CEO Mark Miller said Monday that, over the past 12 to 14 months, Constellation directed its efforts at helping its subsidiary businesses, which include Volaris Group, Harris Operating Group and Vela Software International Inc., navigate the transition to AI, including upskilling its development teams.

“There’s real noise in the market now about A.I. disrupting

software businesses

, and we take that very seriously, but we think we’re well-positioned, although we’re staying very disciplined about how we approach it,” Miller said during the company’s fourth quarter earnings call. “We’re entering 2026 with AI-enabled coding becoming increasingly commonplace.”

Constellation Software’s process for capital allocation is largely unchanged despite this, he said. The company has added an explicit A.I. lens assessing each business for A.I .disruption risk and potential AI upside, and modelling accordingly, he added.

He said it is also piloting A.I. tools to help it

rank acquisition

prospects by quality and readiness to transact.

In 2025, Constellation Software completed a number of acquisitions totalling $1.579 billion, as well as net investments of $530 million, including in Asseco Poland S.A. Since Dec. 31, It also completed or has open commitments to acquire a number of businesses, for a total consideration of $802 million.

Last week, Sabre Corp. announced that Constellation took over approximately 12.7 per cent of its outstanding shares. In connection with the agreement, Sabre will appoint to its board of directors Damian McKay, chief executive of Vela Software, an operating group

of Constellation.

The company released its fourth quarter ended Dec. 31 and full year 2025 financial results on Mar. 9.

For the fourth quarter alone, its net income dropped 61 per cent to $110 million from $285 million in the same quarter in 2024. This amounts to $5.19 on a diluted per share basis, down from $13.44 a year ago. Its revenue in the quarter grew 18 per cent to $3.177 billion.

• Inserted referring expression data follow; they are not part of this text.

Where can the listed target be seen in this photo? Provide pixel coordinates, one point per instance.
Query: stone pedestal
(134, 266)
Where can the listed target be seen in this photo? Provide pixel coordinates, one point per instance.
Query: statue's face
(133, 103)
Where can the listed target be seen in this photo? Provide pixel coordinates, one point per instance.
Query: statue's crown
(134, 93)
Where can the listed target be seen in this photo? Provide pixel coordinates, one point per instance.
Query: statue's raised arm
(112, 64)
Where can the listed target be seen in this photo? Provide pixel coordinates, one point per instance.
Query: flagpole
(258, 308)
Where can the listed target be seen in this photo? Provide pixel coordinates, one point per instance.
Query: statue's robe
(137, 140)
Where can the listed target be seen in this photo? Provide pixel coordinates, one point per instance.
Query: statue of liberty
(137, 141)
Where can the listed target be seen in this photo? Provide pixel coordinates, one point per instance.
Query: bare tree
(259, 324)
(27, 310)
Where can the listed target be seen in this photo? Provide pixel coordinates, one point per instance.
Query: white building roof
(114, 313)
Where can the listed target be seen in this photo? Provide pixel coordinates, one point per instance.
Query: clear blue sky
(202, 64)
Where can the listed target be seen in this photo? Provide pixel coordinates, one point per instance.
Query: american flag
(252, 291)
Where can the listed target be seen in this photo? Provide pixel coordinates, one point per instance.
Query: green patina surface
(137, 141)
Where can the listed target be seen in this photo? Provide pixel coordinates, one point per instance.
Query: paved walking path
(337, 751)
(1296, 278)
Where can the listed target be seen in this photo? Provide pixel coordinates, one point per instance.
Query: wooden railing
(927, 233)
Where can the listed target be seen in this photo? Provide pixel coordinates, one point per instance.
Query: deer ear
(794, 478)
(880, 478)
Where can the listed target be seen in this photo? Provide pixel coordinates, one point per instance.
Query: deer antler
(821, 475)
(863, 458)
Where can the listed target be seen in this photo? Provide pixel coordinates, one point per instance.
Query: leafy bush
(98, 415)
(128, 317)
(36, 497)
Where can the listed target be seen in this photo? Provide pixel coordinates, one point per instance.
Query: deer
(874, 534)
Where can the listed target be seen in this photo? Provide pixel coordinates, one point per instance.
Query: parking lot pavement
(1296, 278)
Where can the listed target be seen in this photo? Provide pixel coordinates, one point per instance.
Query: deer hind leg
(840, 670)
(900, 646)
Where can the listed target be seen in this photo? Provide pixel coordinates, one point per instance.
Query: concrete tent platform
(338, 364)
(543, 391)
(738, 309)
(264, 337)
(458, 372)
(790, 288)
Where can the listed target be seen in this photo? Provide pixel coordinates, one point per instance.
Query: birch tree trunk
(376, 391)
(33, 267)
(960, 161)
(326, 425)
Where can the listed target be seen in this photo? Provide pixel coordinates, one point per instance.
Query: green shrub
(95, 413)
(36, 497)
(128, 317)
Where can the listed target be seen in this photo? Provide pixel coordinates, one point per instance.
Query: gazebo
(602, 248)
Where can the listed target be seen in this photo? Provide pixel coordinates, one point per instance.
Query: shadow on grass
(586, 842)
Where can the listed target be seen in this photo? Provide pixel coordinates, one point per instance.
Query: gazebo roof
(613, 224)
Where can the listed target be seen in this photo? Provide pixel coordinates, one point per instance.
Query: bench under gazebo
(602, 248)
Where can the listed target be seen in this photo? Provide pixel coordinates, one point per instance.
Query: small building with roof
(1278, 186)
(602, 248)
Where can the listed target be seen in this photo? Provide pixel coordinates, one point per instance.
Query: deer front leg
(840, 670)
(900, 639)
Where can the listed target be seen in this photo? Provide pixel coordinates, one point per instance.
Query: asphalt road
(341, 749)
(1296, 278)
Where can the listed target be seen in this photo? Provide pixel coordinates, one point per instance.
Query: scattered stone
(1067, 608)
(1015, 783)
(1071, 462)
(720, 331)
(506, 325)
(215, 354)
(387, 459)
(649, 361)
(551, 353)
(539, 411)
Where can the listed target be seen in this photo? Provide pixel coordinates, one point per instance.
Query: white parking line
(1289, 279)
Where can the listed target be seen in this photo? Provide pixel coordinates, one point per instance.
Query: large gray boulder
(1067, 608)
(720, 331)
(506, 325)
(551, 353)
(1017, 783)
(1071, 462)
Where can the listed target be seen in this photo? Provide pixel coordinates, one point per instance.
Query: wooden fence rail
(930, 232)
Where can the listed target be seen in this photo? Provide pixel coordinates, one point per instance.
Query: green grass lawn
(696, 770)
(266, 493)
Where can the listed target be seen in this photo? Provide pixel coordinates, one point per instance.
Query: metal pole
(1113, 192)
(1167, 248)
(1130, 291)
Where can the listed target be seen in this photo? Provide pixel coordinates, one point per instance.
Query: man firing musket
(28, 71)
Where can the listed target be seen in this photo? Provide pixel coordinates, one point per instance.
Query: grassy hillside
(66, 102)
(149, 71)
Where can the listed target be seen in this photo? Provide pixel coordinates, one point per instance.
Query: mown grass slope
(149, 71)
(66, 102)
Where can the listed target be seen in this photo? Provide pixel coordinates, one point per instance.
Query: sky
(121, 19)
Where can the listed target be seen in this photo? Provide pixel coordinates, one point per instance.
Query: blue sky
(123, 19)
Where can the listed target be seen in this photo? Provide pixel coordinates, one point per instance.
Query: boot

Profits were down 30 per cent to $512 million from $731 million in 2025, or $24.15 on a diluted per share basis, down from $34.48. Its revenue for the full year was up 15 per cent to $11.623 billion compared to $10.066 billion in 2024.

Desjardins analyst Jerome Dubreuil said the quarterly results were in line with expectations, as organic growth slowed to two per cent from three per cent, but its mergers and acquisitions post-quarter “is looking solid.”

“Software in general has enjoyed a bit more benefit of the doubt over the last week amid an unstable geopolitical landscape, thanks to its limited global supply chain/oil exposure,” Dubreuil wrote in a note to clients Monday morning.